Daniel did not assume that the seventy years had ended at all, you need to read Daniel 9:2 and take your fuzzy, 'Elton John' glasses off. Daniel simply discerned from the Jeremiah that the duration of the devastations of Jerusalem would be 'seventy years' and this period was about to be fulfilled. Because of its anticipated fulfillment Daniel was moved to seek Jehovah in prayer that the restoration of all things would take place.
This agrees with the presentation of matters in Chronicles whereupon immediately after the mention of the seventy years and its significance, Ezra proceeded to describe the Return under the Persian Cyrus with no metion of Babylon ending the seventy years.
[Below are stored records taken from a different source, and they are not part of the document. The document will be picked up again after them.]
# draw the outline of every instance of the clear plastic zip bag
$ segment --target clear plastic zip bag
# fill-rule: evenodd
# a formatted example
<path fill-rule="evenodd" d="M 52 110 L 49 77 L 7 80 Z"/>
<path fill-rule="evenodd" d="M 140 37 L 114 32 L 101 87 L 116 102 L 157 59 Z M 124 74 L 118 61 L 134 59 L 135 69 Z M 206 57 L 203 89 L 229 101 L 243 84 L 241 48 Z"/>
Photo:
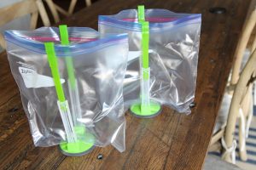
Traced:
<path fill-rule="evenodd" d="M 128 37 L 102 36 L 93 29 L 78 27 L 68 28 L 68 34 L 70 44 L 64 46 L 55 27 L 5 32 L 9 61 L 34 144 L 45 147 L 79 139 L 95 146 L 111 144 L 124 151 L 123 81 Z M 45 42 L 55 43 L 60 84 L 66 98 L 62 103 L 58 101 Z M 73 81 L 70 81 L 68 60 L 74 70 Z M 73 82 L 76 85 L 73 91 Z"/>
<path fill-rule="evenodd" d="M 141 99 L 142 26 L 137 15 L 137 9 L 123 10 L 113 15 L 100 15 L 98 22 L 102 34 L 129 34 L 124 82 L 126 109 Z M 147 9 L 145 20 L 149 22 L 150 99 L 189 114 L 196 85 L 201 15 Z"/>

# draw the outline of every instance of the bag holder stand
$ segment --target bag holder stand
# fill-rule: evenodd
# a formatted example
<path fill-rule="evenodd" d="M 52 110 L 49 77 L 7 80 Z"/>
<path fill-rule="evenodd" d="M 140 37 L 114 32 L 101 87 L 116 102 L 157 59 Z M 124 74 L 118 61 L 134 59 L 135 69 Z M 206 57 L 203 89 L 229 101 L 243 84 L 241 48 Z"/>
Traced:
<path fill-rule="evenodd" d="M 144 6 L 138 6 L 138 20 L 142 25 L 141 103 L 131 106 L 130 111 L 137 117 L 152 118 L 161 112 L 161 105 L 150 100 L 150 67 L 148 62 L 149 24 L 145 21 Z"/>
<path fill-rule="evenodd" d="M 61 45 L 69 45 L 67 26 L 60 26 L 60 35 Z M 68 156 L 84 156 L 92 151 L 95 148 L 95 138 L 90 133 L 86 133 L 84 125 L 77 121 L 79 118 L 82 118 L 82 116 L 78 93 L 78 84 L 74 75 L 72 57 L 65 57 L 65 61 L 68 74 L 68 90 L 71 98 L 73 114 L 70 113 L 68 102 L 65 99 L 64 91 L 61 83 L 54 43 L 45 42 L 44 47 L 57 93 L 58 108 L 67 139 L 67 142 L 63 141 L 60 144 L 59 149 L 62 154 Z M 67 49 L 68 50 L 68 48 Z M 68 51 L 67 51 L 67 52 Z M 88 141 L 85 142 L 84 139 Z"/>

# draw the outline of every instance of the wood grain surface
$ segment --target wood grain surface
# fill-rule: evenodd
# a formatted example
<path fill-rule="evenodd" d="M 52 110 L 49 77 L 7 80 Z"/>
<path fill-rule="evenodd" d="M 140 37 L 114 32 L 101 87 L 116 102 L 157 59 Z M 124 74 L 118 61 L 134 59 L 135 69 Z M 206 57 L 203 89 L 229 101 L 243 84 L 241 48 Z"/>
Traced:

Methodology is the use and implementation of a method or the study of method, it is scholars that use this precise term in the of their research or thesis. Your period from 609 to 539 is fuzzy for several reasons, first of which is that your beginning is not universally accepted either as the beginning for the biblical 'seventy years' and for the end of the Assyrian World Power. Your period of 'seventy years' is simply a chronological accommodation and is not that Jeremiah's seventy years which was a period of exile-servitude-desolation. Your seventy years is elastic made to fit any current whim or fancy, stripped of any biblical significance. In short, your theory does not have a period of seventy years it only exists as number subtracted from two other numbers. A conjurers' trick to deceive the many.
The seventy years of Jeremiah belong to Judah marked by its servitude to Babylon, its exile in Babylon and its desolated state. Isaiah's seventy years for Tyre was a period of domination by Babylon but in its case its servitude did not amount to an exact period of seventy years as was the case with Judah. Haran does not have any significance as the Fall of Nineveh in 632 BCE marked the end of the Assyrian World Power.
It seems that you hate prophecy and do not believe in the end times of Daniel or in the words of our Lord in addressing what has become known as the Olivet Discourse. Your attitude is one of disbelief and scepticism and one wonders if you really believe in anything at all except your own theories based upon the Jonsson hypothesis.